Rapid progress in genomic sequencing and proteomics has pushed the biotechnology sector to develop faster and more efficient devices for analyzing nucleic acids in biological samples. Accordingly, the biotechnology sector has directed substantial effort toward developing miniaturized microfluidic devices, often termed labs-on-a-chip, for sample analysis. Such devices may analyze samples in very small volumes of fluid, providing more economical use of reagents and samples, and in some cases dramatically speeding up assays. These devices offer the future possibility of human health assessment, genetic screening, and pathogen detection, among others, as routine, relatively low-cost procedures carried out very rapidly in a clinical setting or in the field.

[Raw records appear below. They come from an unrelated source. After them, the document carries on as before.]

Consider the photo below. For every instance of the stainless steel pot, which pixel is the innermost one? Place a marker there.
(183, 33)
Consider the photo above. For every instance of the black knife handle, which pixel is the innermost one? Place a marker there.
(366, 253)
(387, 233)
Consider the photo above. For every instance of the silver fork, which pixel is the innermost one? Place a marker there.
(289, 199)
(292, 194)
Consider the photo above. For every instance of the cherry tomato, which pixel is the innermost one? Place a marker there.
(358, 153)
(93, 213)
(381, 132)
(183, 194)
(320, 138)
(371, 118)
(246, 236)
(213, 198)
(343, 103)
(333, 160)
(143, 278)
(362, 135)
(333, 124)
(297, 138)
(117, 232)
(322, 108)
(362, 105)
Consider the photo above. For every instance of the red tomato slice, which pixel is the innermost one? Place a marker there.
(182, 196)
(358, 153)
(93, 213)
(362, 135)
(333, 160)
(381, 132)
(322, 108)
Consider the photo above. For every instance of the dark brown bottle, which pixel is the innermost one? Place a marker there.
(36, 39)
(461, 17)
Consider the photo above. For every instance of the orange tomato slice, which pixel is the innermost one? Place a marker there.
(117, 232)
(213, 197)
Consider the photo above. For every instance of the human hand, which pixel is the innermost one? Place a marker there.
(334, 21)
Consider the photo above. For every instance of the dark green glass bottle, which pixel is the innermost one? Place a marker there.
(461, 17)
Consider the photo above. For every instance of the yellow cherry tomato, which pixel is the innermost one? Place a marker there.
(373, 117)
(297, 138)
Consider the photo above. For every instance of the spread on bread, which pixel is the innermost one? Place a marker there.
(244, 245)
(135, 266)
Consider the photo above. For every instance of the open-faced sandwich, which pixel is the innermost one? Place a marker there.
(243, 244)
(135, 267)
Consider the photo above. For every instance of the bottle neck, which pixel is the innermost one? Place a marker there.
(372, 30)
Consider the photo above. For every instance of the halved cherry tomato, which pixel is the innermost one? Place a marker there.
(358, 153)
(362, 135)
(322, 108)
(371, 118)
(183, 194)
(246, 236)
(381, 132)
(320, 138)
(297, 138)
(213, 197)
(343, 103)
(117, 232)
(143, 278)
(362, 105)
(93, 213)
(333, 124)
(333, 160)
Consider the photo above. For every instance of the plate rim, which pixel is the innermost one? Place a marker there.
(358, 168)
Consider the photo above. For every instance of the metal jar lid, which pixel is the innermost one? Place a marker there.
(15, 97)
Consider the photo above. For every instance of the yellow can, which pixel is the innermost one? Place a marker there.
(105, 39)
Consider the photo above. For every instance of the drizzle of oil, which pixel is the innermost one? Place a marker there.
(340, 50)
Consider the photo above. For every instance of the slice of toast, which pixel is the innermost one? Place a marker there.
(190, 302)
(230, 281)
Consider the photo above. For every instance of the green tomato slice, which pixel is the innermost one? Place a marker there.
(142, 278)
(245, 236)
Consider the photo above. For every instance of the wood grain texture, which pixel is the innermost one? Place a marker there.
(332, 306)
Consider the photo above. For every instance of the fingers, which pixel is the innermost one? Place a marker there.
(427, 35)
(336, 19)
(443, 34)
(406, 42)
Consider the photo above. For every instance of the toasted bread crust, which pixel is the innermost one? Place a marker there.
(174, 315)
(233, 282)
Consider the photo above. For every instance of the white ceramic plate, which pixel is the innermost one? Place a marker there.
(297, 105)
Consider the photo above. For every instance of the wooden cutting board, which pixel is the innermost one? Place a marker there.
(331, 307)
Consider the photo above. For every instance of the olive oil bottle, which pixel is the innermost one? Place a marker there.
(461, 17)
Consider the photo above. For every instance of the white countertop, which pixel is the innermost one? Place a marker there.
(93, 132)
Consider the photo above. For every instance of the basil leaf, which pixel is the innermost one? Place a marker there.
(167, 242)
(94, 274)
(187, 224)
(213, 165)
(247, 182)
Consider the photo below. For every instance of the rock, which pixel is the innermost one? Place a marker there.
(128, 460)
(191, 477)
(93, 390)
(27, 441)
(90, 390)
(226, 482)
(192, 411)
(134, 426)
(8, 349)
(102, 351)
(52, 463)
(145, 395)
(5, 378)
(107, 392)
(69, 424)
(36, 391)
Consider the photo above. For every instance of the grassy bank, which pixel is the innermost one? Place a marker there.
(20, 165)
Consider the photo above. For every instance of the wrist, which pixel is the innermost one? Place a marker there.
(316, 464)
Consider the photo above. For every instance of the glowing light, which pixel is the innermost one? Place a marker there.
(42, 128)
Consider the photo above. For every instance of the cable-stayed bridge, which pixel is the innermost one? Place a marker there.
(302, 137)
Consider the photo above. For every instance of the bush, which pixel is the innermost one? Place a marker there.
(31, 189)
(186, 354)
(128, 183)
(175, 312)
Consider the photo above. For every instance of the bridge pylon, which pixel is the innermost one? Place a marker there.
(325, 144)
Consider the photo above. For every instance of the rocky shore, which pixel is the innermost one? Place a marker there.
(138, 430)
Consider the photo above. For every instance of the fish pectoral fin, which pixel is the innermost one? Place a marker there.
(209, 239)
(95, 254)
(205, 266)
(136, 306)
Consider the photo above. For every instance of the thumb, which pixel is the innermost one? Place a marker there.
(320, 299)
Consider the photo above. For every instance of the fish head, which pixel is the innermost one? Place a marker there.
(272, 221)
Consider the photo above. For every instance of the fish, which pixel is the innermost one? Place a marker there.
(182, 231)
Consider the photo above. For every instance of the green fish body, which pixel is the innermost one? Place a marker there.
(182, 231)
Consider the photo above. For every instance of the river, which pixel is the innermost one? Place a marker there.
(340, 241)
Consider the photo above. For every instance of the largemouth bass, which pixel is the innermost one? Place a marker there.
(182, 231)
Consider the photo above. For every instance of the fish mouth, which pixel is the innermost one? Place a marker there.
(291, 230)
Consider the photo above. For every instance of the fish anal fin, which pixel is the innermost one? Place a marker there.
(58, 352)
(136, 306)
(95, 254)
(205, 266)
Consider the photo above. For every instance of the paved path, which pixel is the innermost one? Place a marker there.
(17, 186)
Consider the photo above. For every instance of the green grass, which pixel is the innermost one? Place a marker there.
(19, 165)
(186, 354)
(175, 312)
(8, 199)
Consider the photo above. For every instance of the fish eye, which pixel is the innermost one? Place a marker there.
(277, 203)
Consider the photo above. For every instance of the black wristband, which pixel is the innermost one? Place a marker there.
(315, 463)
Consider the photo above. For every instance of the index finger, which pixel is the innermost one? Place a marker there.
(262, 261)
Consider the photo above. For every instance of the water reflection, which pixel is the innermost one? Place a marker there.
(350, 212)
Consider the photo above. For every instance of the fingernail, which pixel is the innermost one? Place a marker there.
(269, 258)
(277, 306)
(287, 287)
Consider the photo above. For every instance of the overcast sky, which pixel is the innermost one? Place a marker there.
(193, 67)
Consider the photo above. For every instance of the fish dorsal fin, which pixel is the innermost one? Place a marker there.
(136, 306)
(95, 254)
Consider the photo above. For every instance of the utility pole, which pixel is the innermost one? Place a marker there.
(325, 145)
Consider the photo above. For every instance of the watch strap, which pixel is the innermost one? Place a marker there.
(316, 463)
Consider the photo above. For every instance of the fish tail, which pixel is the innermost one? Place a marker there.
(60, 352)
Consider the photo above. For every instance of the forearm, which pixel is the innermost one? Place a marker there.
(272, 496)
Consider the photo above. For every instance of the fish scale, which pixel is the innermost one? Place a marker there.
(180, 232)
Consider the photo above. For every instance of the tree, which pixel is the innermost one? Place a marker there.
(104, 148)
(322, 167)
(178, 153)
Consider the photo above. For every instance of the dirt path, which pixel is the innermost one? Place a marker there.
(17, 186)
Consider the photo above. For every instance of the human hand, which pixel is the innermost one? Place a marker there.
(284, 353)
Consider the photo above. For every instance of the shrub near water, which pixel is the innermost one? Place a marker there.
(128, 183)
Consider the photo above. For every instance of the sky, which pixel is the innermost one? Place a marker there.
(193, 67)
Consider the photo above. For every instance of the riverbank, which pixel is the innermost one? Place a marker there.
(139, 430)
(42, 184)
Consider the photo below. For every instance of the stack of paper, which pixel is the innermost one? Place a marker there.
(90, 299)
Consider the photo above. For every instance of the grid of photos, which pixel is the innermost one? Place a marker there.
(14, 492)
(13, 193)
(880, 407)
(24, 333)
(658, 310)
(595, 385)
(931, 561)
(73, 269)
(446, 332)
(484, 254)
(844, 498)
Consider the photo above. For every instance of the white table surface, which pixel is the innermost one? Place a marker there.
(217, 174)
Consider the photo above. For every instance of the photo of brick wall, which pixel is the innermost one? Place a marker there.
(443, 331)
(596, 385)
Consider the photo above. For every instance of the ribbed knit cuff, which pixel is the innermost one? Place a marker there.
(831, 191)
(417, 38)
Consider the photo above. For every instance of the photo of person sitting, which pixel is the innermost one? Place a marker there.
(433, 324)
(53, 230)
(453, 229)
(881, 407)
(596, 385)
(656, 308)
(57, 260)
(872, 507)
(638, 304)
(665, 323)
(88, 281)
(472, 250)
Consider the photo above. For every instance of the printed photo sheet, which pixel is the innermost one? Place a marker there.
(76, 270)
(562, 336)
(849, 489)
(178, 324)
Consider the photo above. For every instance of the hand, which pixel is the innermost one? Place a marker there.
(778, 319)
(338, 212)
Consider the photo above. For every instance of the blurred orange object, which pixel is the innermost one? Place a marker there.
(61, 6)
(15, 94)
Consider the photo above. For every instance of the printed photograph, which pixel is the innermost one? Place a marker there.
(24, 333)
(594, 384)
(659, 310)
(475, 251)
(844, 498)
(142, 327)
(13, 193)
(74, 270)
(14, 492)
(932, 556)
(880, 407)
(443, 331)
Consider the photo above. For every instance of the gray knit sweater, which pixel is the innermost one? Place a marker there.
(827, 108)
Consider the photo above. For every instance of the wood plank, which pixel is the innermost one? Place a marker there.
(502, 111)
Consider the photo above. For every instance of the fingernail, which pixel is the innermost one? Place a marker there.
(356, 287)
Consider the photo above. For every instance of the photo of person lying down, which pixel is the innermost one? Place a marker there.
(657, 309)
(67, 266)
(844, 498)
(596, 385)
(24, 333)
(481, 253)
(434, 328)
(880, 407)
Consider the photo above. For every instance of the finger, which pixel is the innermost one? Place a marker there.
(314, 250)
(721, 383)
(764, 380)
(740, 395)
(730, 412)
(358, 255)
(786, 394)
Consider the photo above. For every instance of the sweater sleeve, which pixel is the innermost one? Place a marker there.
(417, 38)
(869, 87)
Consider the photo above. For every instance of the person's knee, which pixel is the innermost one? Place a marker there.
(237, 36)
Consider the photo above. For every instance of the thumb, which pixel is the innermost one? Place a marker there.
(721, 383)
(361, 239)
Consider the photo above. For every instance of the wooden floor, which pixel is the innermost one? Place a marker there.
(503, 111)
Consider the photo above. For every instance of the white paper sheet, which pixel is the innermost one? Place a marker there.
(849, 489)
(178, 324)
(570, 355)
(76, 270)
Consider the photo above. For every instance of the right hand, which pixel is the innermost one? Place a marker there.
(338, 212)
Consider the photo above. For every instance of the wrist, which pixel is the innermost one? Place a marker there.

Despite the potential of microfluidics, the analysis of low quantities of dilute target nucleic acids poses substantial technical problems for microfluidic devices. A typical nucleic acid analysis relies on nonselective isolation of all nucleic acids during initial sample processing. Then, a nucleic acid target(s) may be selectively amplified, generally in the presence of all of the isolated nucleic acids, to allow subsequent assay of the amplified target. However, in many cases the target is isolated in a relatively dilute form during initial sample processing and represents only a tiny fraction of the total isolated nucleic acids. For example, clinically relevant levels of human pathogens may correspond to substantially fewer than one particle or organism per microliter of human blood. Furthermore, a genetic region of interest from a low-titer pathogen or a single-copy gene may represent less than one-millionth of the total DNA isolated from a mammalian sample.
A dilute target that makes up a small fraction of the isolated nucleic acids in a sample may pose at least two problems for amplification of the target. First, because the target is dilute, a relatively large chamber, for example, up to one-hundred microliters or more, may be necessary to hold a fluid volume large enough to include a detectable number of target molecules. As a result, the need for input of a detectable number of target molecules may necessitate additional sample processing before amplification or even preclude the use of some types of microfluidic devices, particularly those that amplify and assay target nucleic acids in sub-microliter volumes. By contrast, a dilute sample in a large volume loses the benefit of microfluidic devices. Second, because the target often represents a tiny fraction of all isolated nucleic acids in the sample, amplification efficiency is reduced by the excess of non-target nucleic acids. For example, side reactions with non-target nucleic acids may slow the rate of target amplification and deplete amplification reagents, resulting at least in a decrease in signal-to-noise ratio or even a complete absence of target signal.